En mi ejercicio como Presidente del Senado dedico y dedicaré los mayores esfuerzos para lograr un diálogo de Nación, que escucha a los expresidentes, respetuoso con los dirigentes de los distintos partidos políticos, que dialoga con los gremios y los sindicatos, para construir entre todos la solución de nuestros problemas.
Hay en este Congreso, señor Presidente, una inmensa oportunidad para trabajar conjuntamente por la reconstrucción del país. Hay una amplia mayoría que defiende la democracia, que profesa una devoción por las libertades, que cree en la iniciativa privada y que privilegia las políticas sociales. Suficiente materia prima para construir entre todos el consenso por Colombia.

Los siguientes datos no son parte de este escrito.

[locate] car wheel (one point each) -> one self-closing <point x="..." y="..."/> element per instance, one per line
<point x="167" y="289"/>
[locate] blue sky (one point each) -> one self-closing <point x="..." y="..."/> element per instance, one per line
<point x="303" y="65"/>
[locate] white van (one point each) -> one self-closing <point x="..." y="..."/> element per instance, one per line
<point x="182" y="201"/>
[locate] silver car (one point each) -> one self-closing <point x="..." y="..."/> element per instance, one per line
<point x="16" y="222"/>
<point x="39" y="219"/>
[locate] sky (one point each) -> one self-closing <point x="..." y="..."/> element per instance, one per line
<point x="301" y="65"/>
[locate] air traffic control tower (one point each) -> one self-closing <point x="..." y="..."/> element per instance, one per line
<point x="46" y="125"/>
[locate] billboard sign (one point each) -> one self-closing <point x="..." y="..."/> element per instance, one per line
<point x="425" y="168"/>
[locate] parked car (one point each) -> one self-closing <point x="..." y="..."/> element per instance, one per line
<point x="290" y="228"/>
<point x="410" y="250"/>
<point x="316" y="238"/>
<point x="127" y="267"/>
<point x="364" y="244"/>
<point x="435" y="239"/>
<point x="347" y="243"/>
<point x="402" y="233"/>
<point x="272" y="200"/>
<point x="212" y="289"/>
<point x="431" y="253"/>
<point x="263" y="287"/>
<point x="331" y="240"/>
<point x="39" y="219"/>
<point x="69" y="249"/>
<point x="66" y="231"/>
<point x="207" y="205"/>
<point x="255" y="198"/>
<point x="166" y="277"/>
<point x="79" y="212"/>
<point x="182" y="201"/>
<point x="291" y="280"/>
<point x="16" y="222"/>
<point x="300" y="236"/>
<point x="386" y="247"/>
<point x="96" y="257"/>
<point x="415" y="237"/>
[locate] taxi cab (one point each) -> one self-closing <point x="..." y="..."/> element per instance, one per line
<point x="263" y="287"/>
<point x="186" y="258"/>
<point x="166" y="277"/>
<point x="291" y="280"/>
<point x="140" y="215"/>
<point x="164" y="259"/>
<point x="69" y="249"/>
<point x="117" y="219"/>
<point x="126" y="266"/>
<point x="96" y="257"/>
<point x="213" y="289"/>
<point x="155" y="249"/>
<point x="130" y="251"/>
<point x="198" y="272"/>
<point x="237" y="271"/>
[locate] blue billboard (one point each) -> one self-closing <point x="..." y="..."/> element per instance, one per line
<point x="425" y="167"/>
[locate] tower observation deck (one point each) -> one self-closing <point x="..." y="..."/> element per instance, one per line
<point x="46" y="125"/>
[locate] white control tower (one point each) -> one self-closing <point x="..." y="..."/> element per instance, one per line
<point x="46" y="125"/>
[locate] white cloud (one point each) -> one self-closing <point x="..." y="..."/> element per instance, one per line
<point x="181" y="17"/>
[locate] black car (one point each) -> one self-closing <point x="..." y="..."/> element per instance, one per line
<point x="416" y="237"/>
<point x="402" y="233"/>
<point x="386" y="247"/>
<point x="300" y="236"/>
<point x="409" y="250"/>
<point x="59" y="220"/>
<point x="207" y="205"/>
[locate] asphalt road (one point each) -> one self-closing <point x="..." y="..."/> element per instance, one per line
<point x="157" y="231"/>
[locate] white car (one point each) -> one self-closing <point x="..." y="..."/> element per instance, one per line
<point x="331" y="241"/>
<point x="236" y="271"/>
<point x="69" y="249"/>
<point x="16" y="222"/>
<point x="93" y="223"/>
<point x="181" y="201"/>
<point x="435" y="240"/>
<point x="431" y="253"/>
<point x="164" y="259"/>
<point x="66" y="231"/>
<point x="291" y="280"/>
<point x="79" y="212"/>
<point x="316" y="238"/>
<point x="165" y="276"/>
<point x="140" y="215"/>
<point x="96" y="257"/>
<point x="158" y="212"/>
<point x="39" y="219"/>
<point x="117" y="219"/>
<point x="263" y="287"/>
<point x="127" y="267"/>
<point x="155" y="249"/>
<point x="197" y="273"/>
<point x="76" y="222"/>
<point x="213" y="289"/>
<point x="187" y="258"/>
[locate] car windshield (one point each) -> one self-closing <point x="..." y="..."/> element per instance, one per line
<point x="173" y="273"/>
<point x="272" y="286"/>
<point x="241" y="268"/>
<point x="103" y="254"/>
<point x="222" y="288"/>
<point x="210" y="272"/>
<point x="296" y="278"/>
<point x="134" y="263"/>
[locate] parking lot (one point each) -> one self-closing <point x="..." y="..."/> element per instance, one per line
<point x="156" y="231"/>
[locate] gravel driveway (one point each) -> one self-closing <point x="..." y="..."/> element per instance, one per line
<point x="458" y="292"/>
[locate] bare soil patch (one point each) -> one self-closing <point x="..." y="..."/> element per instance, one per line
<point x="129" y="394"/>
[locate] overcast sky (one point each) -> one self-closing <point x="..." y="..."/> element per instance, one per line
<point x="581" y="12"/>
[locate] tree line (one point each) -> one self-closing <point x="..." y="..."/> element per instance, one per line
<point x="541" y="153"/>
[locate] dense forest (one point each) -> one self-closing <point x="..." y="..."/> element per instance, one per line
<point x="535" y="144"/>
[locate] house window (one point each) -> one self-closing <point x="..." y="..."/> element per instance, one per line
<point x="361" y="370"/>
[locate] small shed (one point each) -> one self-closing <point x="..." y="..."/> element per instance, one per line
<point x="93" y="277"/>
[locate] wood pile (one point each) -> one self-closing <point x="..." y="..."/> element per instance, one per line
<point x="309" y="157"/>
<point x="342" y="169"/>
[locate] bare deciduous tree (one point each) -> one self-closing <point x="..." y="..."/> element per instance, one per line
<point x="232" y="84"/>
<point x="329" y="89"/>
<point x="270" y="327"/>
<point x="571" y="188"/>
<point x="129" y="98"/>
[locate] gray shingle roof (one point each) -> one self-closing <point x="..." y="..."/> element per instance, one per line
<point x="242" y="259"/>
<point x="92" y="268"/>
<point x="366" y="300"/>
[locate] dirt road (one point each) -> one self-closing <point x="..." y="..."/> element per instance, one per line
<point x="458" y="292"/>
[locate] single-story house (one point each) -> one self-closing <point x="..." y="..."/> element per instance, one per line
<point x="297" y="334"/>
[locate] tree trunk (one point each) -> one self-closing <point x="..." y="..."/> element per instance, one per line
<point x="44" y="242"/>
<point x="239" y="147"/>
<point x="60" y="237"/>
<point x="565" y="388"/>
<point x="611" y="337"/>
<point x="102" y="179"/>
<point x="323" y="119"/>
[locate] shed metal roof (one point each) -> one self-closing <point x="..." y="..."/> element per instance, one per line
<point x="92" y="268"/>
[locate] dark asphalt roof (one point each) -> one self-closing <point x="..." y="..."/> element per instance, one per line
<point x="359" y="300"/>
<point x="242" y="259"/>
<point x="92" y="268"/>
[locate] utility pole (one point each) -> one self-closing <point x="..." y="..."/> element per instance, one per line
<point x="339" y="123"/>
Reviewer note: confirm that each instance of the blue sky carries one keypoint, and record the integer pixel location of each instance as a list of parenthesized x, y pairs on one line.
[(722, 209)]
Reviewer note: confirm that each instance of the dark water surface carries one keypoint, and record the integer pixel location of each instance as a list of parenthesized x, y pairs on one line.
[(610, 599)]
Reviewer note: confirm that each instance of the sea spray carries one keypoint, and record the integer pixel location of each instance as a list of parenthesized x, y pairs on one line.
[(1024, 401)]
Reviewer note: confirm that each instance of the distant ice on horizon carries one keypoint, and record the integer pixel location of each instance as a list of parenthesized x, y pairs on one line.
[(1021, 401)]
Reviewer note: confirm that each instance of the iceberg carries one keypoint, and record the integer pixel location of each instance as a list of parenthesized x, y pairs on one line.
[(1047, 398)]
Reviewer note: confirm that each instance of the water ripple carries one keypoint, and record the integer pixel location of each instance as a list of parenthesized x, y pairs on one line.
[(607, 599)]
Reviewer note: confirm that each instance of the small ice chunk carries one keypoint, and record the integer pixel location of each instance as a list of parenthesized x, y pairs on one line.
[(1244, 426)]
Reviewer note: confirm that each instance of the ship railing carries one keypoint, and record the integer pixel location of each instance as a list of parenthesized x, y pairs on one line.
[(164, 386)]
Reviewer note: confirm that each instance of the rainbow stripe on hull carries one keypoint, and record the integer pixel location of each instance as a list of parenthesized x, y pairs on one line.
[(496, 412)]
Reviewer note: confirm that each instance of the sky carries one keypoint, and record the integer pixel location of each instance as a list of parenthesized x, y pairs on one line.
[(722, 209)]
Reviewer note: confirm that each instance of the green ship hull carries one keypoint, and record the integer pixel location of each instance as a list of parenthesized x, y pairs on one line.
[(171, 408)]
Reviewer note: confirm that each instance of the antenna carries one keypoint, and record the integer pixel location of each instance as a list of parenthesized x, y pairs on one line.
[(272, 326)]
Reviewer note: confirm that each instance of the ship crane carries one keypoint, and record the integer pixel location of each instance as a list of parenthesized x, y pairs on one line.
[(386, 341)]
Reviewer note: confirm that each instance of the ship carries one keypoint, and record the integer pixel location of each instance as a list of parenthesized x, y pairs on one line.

Consenso que, sin duda, Usted debe liderar, respetando el pluralismo y la entidad partidista. Hay que gobernar con sólidas convicciones. Pero sé que Usted entiende que no es hora de imponer el criterio gubernamental, sino de liderar diálogos y construir soluciones, con la fuerza del consenso. Por supuesto, no será esta una hora para pasar por encima de las colectividades políticas, sino de reconocerlas, justamente para enriquecer la conversación nacional, a partir de su representatividad y de su fortaleza. Hago esta anotación en tono menor, pero con convicción y firmeza, porque a todo nuevo gobierno no falta quien le aconseje alimentar el debilitamiento de los partidos para garantizar la gobernabilidad e imponer la voz oficial, lo que termina destruyendo democracia y fortaleciendo el caudillismo.
Será con este consenso por Colombia, construido en medio de la diversidad, que podamos también enfrentar los retos políticos que nos esperan con ocasión de las elecciones del próximo año. De nada servirá para la Patria la construcción de un nuevo orden político y administrativo, que privilegie la Región, como lo propone el presidente De La Espriella, si dentro de un año las alcaldías y las gobernaciones quedasen cooptadas por modelos que no permiten al ciudadano lograr su bienestar.
Señor Presidente, como caribe, lo invito a trabajar con grandeza y generosidad en los temas importantes de la agenda nacional: hay que recuperar la seguridad, -la física, la jurídica, la soberanía-.
Consolidar la economía fraterna, que en las empresas los empleados hablen y cooperen con sus empleadores, erradicar la corrupción en los ámbitos público y privado, poner fin a la captura del Estado y reconstruir la república.
El país reclama una democracia más madura.
Colombia no necesita agitación social, ni batallas soeces en redes sociales, ni vanos intentos de desobediencia civil. Lo que requerimos es un diálogo para acordar y construir entre todos la solución de los inmensos problemas que agobian a nuestros compatriotas.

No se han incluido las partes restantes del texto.